En effet, hommes et les femmes étant égaux devant la loi selon la constitution, une loi qui instaure une inégalité en droits entre citoyens guinéens est, par conséquent, anticonstitutionnelle.
De plus, l’article 281 du nouveau code stipulant que le régime matrimonial par défaut serait la polygamie, laissant à l’homme, seul, le droit de souscrire à l’option du mariage, sans demander l’avis de la femme, fait d’elle une partie inférieure au contrat de mariage, est irrationnel considérant que la femme est la partie au contrat de mariage la plus souvent affectée par cette décision.
Par ailleurs, pour continuer à se faire respecter dans l’arène internationale, notre pays doit se conformer à ses engagements internationaux envers ses pairs. L’entrée en vigueur de cette loi va entrainer le retrait de notre pays en tant qu’Etat-partie aux conventions des droits de l’homme susmentionnées et déjà ratifiées par notre pays qui, se distinguera par le mauvais exemple.

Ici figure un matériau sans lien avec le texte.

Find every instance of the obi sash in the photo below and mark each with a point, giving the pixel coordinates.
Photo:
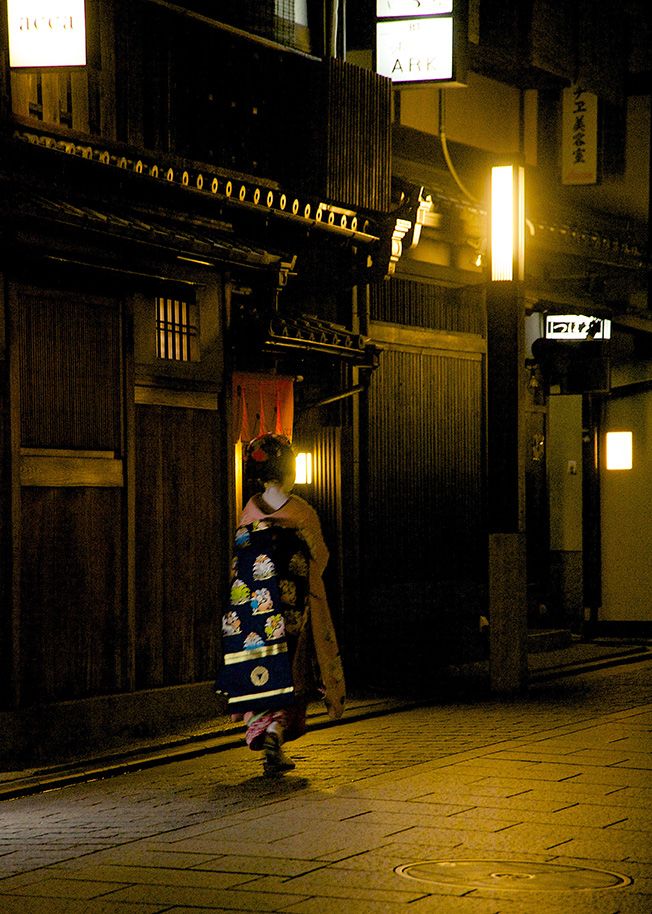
(267, 609)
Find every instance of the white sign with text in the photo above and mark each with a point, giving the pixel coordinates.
(46, 33)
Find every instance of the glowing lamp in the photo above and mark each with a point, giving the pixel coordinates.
(619, 451)
(303, 472)
(507, 223)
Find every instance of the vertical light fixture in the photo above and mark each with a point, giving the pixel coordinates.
(507, 223)
(303, 472)
(619, 451)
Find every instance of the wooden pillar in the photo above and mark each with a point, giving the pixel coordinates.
(591, 532)
(506, 488)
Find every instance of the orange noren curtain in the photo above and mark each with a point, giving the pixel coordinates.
(262, 403)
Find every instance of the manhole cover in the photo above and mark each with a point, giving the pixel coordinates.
(512, 875)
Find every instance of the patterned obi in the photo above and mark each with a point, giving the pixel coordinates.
(267, 611)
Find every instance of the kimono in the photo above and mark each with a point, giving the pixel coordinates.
(279, 643)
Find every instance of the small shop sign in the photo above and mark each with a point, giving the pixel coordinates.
(46, 33)
(417, 41)
(579, 160)
(577, 327)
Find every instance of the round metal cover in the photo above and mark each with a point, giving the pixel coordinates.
(512, 875)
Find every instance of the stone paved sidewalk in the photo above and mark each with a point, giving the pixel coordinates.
(574, 658)
(557, 782)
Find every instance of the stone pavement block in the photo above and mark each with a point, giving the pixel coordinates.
(630, 817)
(626, 797)
(55, 887)
(150, 875)
(513, 841)
(333, 906)
(610, 844)
(215, 845)
(150, 854)
(614, 777)
(69, 906)
(610, 901)
(448, 904)
(578, 814)
(349, 886)
(260, 866)
(213, 899)
(341, 838)
(504, 770)
(640, 760)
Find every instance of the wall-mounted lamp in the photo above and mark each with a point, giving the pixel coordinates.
(507, 223)
(303, 472)
(619, 451)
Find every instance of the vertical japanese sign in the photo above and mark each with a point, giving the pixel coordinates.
(46, 33)
(579, 160)
(419, 41)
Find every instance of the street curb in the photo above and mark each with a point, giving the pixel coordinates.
(124, 761)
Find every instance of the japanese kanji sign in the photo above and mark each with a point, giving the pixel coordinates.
(577, 327)
(579, 160)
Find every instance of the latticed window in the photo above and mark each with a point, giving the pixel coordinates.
(177, 335)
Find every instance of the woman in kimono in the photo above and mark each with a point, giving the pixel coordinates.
(279, 643)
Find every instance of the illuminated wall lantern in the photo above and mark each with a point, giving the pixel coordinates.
(507, 223)
(619, 451)
(303, 473)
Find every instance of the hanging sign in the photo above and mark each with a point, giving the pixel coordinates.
(579, 160)
(419, 41)
(46, 33)
(577, 327)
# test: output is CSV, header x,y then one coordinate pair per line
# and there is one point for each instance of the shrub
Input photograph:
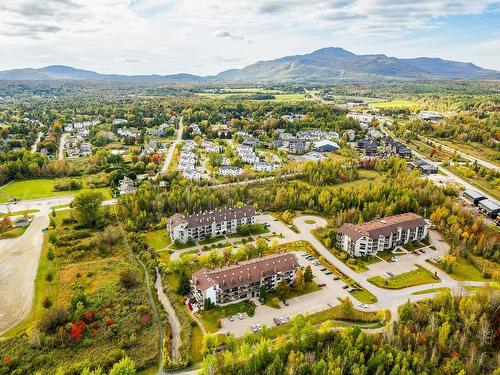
x,y
47,302
128,278
54,318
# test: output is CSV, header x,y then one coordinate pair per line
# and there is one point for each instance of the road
x,y
327,297
170,153
451,176
175,325
38,138
62,142
469,157
18,265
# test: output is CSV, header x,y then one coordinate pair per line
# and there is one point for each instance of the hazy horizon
x,y
206,37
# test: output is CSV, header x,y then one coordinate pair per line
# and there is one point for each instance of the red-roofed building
x,y
243,280
381,234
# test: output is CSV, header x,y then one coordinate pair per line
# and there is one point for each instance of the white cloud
x,y
168,36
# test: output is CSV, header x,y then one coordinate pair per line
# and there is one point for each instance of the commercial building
x,y
207,224
243,280
489,208
473,196
382,234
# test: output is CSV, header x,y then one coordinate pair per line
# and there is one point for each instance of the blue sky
x,y
208,36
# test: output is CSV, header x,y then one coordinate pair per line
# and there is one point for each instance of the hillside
x,y
324,65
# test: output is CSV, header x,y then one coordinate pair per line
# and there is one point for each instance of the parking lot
x,y
313,302
407,262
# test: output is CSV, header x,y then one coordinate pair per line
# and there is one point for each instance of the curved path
x,y
172,318
18,266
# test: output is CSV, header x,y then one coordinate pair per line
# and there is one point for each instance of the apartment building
x,y
381,234
243,280
214,223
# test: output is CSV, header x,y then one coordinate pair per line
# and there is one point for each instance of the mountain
x,y
323,65
330,64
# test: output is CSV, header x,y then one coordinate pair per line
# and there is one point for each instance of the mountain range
x,y
324,65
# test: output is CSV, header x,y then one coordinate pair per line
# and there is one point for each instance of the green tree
x,y
299,283
88,208
282,290
308,276
184,285
125,367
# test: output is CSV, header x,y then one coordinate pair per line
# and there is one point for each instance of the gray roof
x,y
489,205
209,217
473,194
384,227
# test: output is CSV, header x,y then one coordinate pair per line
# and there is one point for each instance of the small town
x,y
312,189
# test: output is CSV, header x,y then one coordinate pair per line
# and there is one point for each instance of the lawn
x,y
433,290
210,318
396,104
13,233
196,344
41,188
463,271
418,276
273,301
157,239
15,213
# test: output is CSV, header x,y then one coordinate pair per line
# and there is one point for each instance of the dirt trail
x,y
18,264
172,318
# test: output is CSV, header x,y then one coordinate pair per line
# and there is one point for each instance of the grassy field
x,y
474,149
13,233
196,344
396,104
43,289
157,239
94,274
15,213
463,271
433,290
210,318
491,187
41,188
419,276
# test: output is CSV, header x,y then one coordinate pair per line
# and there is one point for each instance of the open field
x,y
41,188
157,239
463,271
419,276
474,149
396,104
13,233
427,291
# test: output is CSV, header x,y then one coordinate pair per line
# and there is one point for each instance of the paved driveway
x,y
18,265
309,303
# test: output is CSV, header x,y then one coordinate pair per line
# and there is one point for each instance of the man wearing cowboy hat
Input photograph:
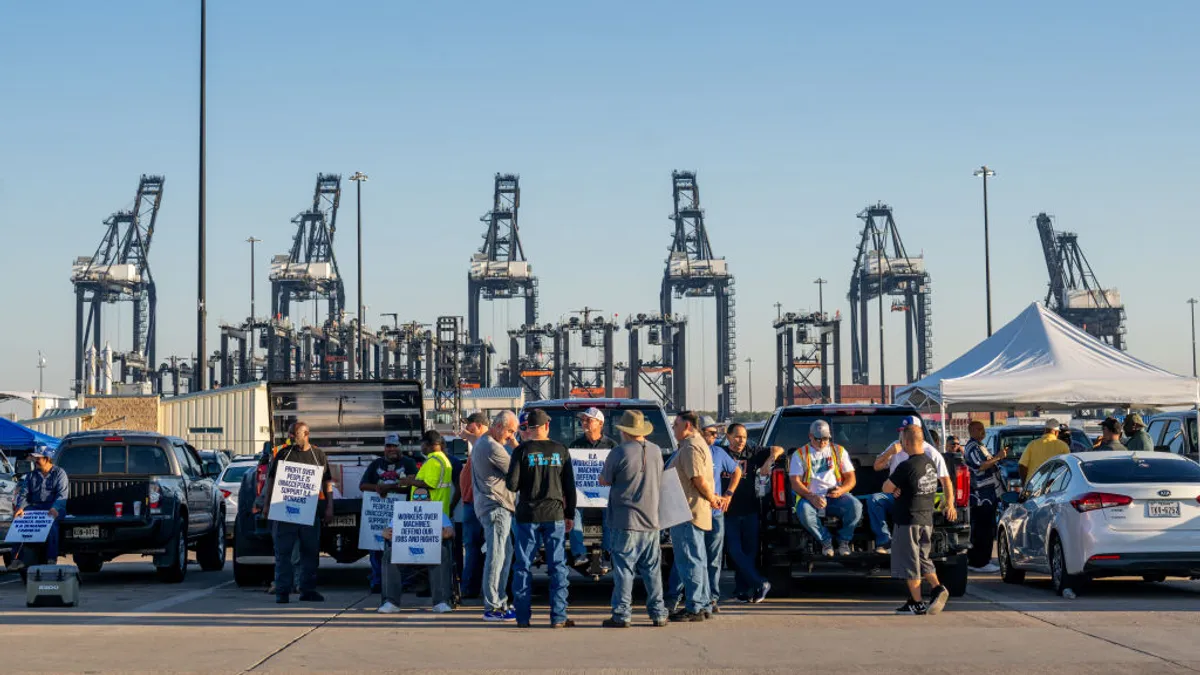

La polygamie interdite en 1983, mais toujours pratiquée, demeure une atteinte à l’émancipation des femmes. Les articles 281 et 282 en plus de légaliser la polygamie, l’érigent en régime matrimonial par défaut, avec la monogamie comme option soumise au choix de l’homme. Ce qui dans un pays laïc à faible niveau d’éducation fera de la polygamie le régime majoritaire, posant ainsi les germes d’un manque d’épanouissement du genre féminin et des enfants issus de ces ménages, d’une précarité économique des familles, d’une inégalité de traitement au sein de la cellule familiale qui devient une institution sous forme de discrimination, de limitation de la liberté d’expression et souvent d’oppression de certains de ses membres (femmes et enfants, dans la grande majorité des cas). Il est évident que ces inégalités domestiques entraveront la participation des femmes au même titre que les hommes, à la vie sociale et économique de notre pays. L’amélioration de la condition féminine tant prônée ne pourra se concrétiser tant que les causes sous-jacentes de la discrimination et de l’inégalité de traitement ne seront pas éliminées, y compris la promotion de la monogamie.
Un des arguments avancés par certaines personnes pour encourager la polygamie est qu’elle permettrait à toutes les femmes de se trouver un homme, avec l’illusion qu’il y a plus de femmes que d’hommes. Pourtant, selon les données du Groupe de la Banque mondiale, la Guinée compte plus d’hommes (50,13%) que de femmes depuis 2010, ce qui met à nue l’argument selon lequel il faut encourager la polygamie en vue de permettre au nombre supplémentaire de femmes de trouver des conjoints.
Monsieur le Président,
Les dispositions articles 281 et 282 du nouveau code civil représentent ainsi, en plus de leur nature anticonstitutionnelle, un recul conséquent et inacceptable des droits des femmes en République de Guinée.
Par ses motifs, nous demandons à la commission des lois de l’assemblée nationale de réviser les articles précités, non-conformes à la Constitution Guinéenne. Si toutefois, l’Assemblée nationale n’est pas en mesure de tenir une session extraordinaire à cet effet, nous demandons la prise en compte de ces motifs pour saisir la Cour Institutionnelle dans les conditions prévues par la loi, afin d’assurer la primauté effective de la constitution et éviter le risque de promulgation d’une loi non-conforme à la Constitution de la République de Guinée.
Nous vous prions de croire, Monsieur le Président, en l’assurance de notre très Haute Considération.
Le Collectif Pas sans Elles, Le Club Des Jeunes Filles Leader, NanaGuinéenne, Agir pour le Futur ensemble, Synergies féminines pour la paix et le développement, Feguiref, Réseau RECEFED et Green Fingers.